Bioinformatics analysis identifies hub genes and pathways in nasopharyngeal carcinoma.

The aim of the present study was to identify genes associated with and the underlying mechanisms in nasopharyngeal carcinoma (NPC) using microarray data. GSE12452 and GSE34573 gene expression profiles were obtained from the Gene Expression Omnibus (GEO) database. GEO2R was utilized to obtain differentially expressed genes (DEGs). In addition, the Database for Annotation, Visualization and Integrated Discovery was used to perform pathway enrichment analyses for DEGs using the Gene Ontology (GO) annotation along with the Kyoto Encyclopedia of Genes and Genomes (KEGG).
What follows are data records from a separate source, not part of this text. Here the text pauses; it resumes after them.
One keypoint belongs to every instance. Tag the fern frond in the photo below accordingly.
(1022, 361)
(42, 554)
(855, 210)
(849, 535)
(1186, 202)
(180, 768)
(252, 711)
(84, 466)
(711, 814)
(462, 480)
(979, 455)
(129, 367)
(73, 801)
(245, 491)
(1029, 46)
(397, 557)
Furthermore, Cytoscape was used to perform module analysis of the protein-protein interaction (PPI) network and pathways of the hub genes were studied. A total of 298 genes were ascertained as DEGs in the two datasets. To functionally categorize these DEGs, we obtained 82 supplemented GO terms along with 7 KEGG pathways. Subsequently, a PPI network consisting of 10 hub genes with high degrees of interaction was constructed. These hub genes included cyclin-dependent kinase (CDK) 1, structural maintenance of chromosomes (SMC) 4, kinetochore-associated (KNTC) 1, kinesin family member (KIF) 23, aurora kinase A (AURKA), ATAD (ATPase family AAA domain containing) 2, NDC80 kinetochore complex component, enhancer of zeste 2 polycomb repressive complex 2 subunit, BUB1 mitotic checkpoint serine/threonine kinase and protein regulator of cytokinesis 1. CDK1, SMC4, KNTC1, KIF23, AURKA and ATAD2 presented with high areas under the curve in receiver operator curves, suggesting that these genes may be diagnostic markers for nasopharyngeal carcinoma. In conclusion, it was proposed that CDK1, SMC4, KNTC1, KIF23, AURKA and ATAD2 may be involved in the tumorigenesis of NPC. Furthermore, they may be utilized as molecular biomarkers in early diagnosis of NPC.